By Robert Newton


Welcome back to the final installment of my 3 part series on Private Lending. Let us assume that after hearing your stellar business plan, your personal bank has now agreed to come on board. Did you follow SEC regulations before seeking out this lender? Did you follow the rules revealed in articles 1 and 2 of this series? You have to ensure that every single step is in compliance with SEC rules. Any misstep could most likely cost (and your business) dearly.

As mentioned the SEC has many rules that govern private lending. I've selected some of the most imperative ones and listed them below:

1) A promissory note is a security - which so demands that you be an instruments broker to solicit non-public lenders.

2) If you'd like to advertise to banks, you better be registered with your states SEC.

3) Don't pay referral charges or commissions to find private banks unless it is to an approved broker.

4) Never ever use the word "guarantee" in your marketing.

5) Make certain that each bank gets a copy of your discovery document.

I'd like to pay particular attention to Rule 5.

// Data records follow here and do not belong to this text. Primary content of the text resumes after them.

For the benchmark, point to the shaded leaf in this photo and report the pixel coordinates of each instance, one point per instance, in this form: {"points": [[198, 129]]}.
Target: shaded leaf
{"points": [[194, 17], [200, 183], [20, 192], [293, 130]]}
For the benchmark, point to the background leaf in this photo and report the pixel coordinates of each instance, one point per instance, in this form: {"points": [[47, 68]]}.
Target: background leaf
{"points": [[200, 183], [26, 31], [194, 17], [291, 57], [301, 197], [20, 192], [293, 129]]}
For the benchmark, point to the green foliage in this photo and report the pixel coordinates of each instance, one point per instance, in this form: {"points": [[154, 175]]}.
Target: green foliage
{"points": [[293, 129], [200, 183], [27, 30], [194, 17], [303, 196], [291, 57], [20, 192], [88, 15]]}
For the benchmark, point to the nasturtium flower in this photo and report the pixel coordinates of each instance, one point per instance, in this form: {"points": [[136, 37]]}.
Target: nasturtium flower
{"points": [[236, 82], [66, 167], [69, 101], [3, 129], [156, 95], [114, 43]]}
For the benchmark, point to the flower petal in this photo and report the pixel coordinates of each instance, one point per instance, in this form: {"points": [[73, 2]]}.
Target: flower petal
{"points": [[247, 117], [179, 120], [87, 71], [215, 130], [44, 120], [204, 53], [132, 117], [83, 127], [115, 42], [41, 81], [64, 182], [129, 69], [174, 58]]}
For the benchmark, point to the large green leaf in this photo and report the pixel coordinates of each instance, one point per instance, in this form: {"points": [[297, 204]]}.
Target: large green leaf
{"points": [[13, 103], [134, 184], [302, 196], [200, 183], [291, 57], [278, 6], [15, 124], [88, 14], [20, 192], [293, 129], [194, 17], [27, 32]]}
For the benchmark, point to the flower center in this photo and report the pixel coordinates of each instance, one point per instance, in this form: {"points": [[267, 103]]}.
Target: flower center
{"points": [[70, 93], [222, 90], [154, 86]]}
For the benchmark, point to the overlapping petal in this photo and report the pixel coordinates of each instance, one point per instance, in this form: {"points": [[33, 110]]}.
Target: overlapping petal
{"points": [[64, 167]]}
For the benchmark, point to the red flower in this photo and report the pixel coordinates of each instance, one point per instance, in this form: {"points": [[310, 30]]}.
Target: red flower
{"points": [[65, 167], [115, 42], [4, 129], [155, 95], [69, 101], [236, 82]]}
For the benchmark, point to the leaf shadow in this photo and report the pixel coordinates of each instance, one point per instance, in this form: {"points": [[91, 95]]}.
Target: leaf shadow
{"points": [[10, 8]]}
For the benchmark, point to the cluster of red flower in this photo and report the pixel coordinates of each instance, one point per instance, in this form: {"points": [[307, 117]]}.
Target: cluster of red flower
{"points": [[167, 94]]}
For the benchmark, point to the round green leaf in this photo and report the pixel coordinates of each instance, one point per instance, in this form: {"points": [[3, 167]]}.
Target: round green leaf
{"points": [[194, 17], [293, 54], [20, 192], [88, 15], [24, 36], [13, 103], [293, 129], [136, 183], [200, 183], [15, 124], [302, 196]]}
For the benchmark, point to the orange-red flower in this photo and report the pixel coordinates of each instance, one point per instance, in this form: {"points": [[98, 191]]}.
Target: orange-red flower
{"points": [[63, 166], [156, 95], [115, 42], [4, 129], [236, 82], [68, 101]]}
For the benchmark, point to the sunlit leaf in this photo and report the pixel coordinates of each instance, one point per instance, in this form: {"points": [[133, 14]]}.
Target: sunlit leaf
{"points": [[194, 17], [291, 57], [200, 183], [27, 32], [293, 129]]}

Once your lender consents to come on board, the first thing you hand them is a notification document. Hence what is a discovery document? Let's begin by making this clear - This is a not a choice item, it's an absolute MUST.

If you're ever asked by the SEC to show them your discovery document, you had better be well placed to produce one, and prove that every lender got a copy of it. If you do not have one, you need to make one right away. Just to be on the safe side, run it by a SEC solicitor to make certain it's up to scratch.

Why is this discovery document so critical?

Well, all investments are dodgy, and you must be certain to completely communicate that to your license moneylender thru your disclosure document. If your lender is not given adequate notification and suffers a loss, he could have a claim against you and your business. The info you give private lenders must be thorough, detailed, and correct. It is therefore crucial to follow the SEC's notification rules in your document.

What are some items to incorporate?

* Your BP

* Risk Indicators

* Use of Proceeds

* Key Staff and Stockholder info

* Your Company Financial Statements

Some extra points...

Your declaration document is where you can give folks access to info regarding your business. If you're new to this business, give folks some conservative projections of what you hope to do with the business in days to come. Remember - it's good business to under-promise and over-deliver. An understated, factual discovery document can deliver a powerful message to private banks.

Additionally , avoid obscure language and technical terms, and supply definitions for terms that may not be easily understood. Be easy and to the point. Your target is not to confuse the non-public bank.

The bottom line is this - by giving your bank a declaration document, it will show them exactly what can be expected from their investment, which will lessen some of their fears.

Now it's the time to overcome your fears of refusal, or what I like to call - "approach anxiety". Go out and introduce yourself to prospective non-public lenders. Just be sure to stick to SEC axioms. Remember, finding and partnering with a solid private bank can be very simple - and will be the key to your money liberty.